Methodology Checklist

| Check | Status | Notes | |-------|--------|-------| | Appropriate for data | PASS/FAIL | [details] | | Assumptions checked | PASS/FAIL | [details] | | Sample size adequate | PASS/FAIL | [details] |

Reproducibility Checklist

| Check | Status | Notes | |-------|--------|-------| | Seeds set | PASS/FAIL | [details] | | Versions documented | PASS/FAIL | [details] | | Data versioned | PASS/FAIL | [details] |

Summary

Verdict: APPROVED | CHANGES REQUIRED

[If APPROVED] The analysis meets quality standards. No methodology issues with confidence >= 80 detected.

[If CHANGES REQUIRED] X critical issues and Y important issues must be addressed before proceeding.


## Agent Invocation

task-agent-spawn: Spawn Task agent for structured analysis review

Spawn a Task agent to review the analysis:

Task(subagent_type="general-purpose"): "Review analysis against .claude/SPEC.md.
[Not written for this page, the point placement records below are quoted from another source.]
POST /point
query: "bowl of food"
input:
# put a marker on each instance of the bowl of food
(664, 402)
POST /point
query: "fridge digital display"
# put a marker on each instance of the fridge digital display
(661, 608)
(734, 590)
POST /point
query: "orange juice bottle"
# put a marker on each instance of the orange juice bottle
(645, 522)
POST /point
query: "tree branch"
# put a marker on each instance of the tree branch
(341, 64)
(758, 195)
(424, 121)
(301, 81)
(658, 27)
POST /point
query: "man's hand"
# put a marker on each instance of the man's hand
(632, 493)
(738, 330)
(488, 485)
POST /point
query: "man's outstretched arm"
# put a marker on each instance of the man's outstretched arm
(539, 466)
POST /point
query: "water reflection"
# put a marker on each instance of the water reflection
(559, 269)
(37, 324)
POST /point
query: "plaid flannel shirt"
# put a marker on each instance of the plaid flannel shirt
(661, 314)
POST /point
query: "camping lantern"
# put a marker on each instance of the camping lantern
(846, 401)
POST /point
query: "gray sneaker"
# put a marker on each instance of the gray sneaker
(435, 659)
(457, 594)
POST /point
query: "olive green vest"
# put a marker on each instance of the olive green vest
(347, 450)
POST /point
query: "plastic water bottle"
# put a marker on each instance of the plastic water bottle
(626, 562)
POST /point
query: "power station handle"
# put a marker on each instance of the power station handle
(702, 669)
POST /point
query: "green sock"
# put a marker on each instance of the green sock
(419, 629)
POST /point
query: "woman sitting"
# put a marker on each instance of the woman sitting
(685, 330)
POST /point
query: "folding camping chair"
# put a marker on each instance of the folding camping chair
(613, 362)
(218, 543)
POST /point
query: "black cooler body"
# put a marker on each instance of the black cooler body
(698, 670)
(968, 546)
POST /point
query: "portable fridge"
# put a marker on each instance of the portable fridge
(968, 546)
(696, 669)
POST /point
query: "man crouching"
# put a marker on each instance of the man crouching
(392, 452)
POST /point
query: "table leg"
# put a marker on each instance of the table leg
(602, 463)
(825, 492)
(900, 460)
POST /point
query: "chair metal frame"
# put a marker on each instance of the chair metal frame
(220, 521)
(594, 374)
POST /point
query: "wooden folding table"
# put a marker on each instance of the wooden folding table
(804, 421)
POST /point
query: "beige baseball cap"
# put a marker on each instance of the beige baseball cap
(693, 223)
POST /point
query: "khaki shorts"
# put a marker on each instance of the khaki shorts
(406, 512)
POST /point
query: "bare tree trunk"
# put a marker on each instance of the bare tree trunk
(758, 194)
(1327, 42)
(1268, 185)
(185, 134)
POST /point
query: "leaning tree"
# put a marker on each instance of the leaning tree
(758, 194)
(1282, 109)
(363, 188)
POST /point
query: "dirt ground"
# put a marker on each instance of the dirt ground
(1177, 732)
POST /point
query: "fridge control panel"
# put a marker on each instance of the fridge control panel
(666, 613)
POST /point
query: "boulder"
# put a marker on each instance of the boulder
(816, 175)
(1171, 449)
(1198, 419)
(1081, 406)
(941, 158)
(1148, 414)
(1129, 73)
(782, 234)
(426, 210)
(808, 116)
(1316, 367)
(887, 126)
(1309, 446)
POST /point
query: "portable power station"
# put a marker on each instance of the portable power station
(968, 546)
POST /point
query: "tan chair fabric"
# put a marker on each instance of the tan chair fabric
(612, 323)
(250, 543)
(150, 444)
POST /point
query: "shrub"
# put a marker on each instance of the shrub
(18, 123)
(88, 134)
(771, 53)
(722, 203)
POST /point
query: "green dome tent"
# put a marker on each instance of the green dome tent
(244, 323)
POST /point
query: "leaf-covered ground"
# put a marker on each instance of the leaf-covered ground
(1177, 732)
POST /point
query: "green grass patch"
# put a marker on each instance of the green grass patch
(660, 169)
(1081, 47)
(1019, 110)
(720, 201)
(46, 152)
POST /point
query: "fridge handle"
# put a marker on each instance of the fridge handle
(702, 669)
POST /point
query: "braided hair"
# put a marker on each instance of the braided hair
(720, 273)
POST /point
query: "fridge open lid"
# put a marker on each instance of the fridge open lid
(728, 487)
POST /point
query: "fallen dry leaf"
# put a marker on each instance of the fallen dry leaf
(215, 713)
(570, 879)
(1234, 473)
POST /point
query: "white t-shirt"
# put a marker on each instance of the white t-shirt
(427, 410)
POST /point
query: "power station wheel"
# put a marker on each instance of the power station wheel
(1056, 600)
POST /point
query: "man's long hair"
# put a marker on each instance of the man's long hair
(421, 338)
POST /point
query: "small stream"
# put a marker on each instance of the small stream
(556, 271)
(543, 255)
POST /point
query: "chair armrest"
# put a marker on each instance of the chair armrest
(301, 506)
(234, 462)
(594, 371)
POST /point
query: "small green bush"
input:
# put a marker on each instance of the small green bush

Execute single-pass review covering:

  1. Spec compliance - verify objectives met
  2. Data quality - confirm nulls, dupes, outliers handled
  3. Methodology - verify appropriate, assumptions checked
  4. Reproducibility - confirm seeds, versions, documentation

Confidence score each issue (0-100). Report only issues with >= 80 confidence. Return structured output per /ds-review format."


## Quality Standards

- **You must NOT report methodology preferences not backed by statistical principles.** Your opinion about how code should be written is not a review issue.
- **You must treat alternative valid approaches as non-issues (confidence = 0).** If the approach works correctly, don't report it.
- Ensure each reported issue is immediately actionable
- **If you're unsure, rate it below 80 confidence.** Uncertainty is not a reason to report—it's a reason to investigate more.
- Focus on what affects conclusions, not style. **STOP if you catch yourself criticizing coding style—that's not your role here.**

## Phase Complete

phase-transition: Invoke ds-verify after APPROVED review

After review is APPROVED, immediately invoke:

ds-verify: Verify analysis reproducibility and user acceptance

Skill(skill="workflows:ds-verify")


If CHANGES REQUIRED, return to `/ds-implement` to fix issues first.